4-Yetimlere yardım edilmesi. Vaktiyle babasını kaybetmiş, onun şefkatli nazarlarından ve yardımlarından mahrum kalmış bir çocuğa yardımda ve güzel muâmelede bulunmak büyük bir insânî vazîfedir.
5-Miskinlere yardım edilmesi. Yani geçimlerini temin edecek kuvvete ve hiçbir mala sahip bulunmayan yoksul kimselere hâli vakti yerinde olanların yardım etmesi lâzımdır.
6-Bütün insanlarla güzelce konuşulması. Malumdur ki insanlar aynı cinstendirler ve Allâhü Teâlâ’nın kullarıdırlar. Aralarında ictimâî bir râbıta (bağ) vardır. Bu sebeple birbirleriyle güzelce, nâzikâne konuşmaları, aralarında bir bağlılık ve hayırseverlik cereyan etmesi lâzım gelir.
7- Namazı dosdoğru kılmak. Şüphe yok ki bizler Allâhü Teâlâ’nın kullarıyız ve dâimâ onun nîmetlerine nâil bulunmaktayız. Dolayısıyla dâima Allâhü Teâlâ’nın lütuf ve ihsânını düşünmeli, ona her zaman kullukta bulunmalı ve şükürlerimizi arz etmeliyiz.

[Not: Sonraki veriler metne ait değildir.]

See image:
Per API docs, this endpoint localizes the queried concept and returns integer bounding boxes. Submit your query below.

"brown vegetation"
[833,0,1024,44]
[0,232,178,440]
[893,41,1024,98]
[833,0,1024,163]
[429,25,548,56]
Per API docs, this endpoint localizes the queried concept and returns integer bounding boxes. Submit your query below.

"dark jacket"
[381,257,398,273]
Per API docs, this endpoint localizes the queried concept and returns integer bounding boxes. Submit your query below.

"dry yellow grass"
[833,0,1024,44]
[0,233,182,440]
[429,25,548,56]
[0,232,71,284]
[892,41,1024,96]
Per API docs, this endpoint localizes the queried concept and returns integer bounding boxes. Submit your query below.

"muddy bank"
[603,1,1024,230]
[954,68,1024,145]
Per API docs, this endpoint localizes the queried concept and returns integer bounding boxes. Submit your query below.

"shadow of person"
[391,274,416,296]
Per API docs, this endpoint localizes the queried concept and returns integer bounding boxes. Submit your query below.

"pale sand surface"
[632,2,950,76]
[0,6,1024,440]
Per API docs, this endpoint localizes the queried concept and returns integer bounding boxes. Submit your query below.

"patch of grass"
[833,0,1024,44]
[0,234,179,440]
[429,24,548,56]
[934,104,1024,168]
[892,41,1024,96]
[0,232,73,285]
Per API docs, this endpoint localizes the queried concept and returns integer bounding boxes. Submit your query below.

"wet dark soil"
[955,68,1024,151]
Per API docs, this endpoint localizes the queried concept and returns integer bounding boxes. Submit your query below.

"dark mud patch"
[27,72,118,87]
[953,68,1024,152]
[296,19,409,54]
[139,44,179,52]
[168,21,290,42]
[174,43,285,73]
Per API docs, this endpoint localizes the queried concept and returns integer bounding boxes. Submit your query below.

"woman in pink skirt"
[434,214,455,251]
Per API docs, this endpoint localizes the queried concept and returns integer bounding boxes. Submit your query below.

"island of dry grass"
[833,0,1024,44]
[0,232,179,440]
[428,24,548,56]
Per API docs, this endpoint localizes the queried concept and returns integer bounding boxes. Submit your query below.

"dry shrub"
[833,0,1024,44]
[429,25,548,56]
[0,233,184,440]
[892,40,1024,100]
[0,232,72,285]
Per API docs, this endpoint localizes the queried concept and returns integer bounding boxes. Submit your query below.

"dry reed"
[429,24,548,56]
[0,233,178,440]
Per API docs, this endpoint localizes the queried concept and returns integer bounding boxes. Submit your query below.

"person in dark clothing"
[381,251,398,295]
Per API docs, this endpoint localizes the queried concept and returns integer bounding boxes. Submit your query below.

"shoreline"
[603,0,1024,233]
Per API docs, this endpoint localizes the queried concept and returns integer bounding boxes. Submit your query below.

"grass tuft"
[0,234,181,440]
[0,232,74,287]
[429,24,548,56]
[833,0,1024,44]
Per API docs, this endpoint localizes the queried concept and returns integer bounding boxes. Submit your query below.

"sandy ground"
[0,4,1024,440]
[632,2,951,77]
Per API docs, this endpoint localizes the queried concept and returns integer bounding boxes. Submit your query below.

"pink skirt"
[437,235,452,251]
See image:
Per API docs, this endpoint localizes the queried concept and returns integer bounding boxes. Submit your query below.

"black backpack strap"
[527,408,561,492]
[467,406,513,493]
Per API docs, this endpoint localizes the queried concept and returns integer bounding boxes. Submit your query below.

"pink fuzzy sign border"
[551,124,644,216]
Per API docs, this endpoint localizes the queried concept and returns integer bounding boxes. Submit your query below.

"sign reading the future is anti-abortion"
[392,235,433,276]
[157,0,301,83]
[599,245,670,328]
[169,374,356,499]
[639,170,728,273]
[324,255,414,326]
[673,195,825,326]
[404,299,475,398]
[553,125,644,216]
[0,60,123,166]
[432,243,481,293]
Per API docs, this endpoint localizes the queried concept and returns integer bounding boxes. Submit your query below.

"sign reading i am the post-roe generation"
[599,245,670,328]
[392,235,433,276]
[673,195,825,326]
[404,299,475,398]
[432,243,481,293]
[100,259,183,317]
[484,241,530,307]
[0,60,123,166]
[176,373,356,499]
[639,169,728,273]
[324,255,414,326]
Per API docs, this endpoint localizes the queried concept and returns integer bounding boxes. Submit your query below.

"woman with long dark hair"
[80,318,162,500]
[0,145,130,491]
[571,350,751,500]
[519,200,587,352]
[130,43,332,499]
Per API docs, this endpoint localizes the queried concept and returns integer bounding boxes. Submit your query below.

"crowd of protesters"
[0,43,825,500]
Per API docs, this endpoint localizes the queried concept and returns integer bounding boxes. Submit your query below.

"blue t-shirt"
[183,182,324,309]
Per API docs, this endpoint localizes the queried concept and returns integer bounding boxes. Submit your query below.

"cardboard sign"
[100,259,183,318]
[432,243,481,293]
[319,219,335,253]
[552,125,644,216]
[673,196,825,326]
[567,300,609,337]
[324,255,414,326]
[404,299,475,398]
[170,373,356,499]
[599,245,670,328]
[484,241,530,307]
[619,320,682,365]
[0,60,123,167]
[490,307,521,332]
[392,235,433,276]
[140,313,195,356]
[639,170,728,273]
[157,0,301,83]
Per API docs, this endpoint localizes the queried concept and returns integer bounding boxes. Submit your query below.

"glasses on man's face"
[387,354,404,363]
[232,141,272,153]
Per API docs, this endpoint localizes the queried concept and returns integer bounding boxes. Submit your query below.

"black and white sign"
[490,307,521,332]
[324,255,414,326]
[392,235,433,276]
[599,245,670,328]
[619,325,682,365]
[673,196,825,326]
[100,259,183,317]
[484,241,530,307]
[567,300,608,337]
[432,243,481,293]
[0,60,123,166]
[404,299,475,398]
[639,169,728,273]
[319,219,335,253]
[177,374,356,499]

8-Fakir olan din kardeşlerimize zekât vererek yardım edilmesi. Hikmet îcabı bazı insanlar, maîşet îtibariyle aynı vaziyette bulunmayabilirler. Bir kısmı servete, refâha nâil olduğu hâlde bir kısmı mâddeten ihtiyâç hâlinde bulunabilir. İşte birinci zümrenin bu ikinci yoksul zümreye mâddeten yardım etmesi pek muvâfık bir vazîfedir.
Binâenaleyh, son din olan İslâm’ın emir ve yasaklarını cân-ı gönülden kabul etmek bütün insanlara lâzımdır.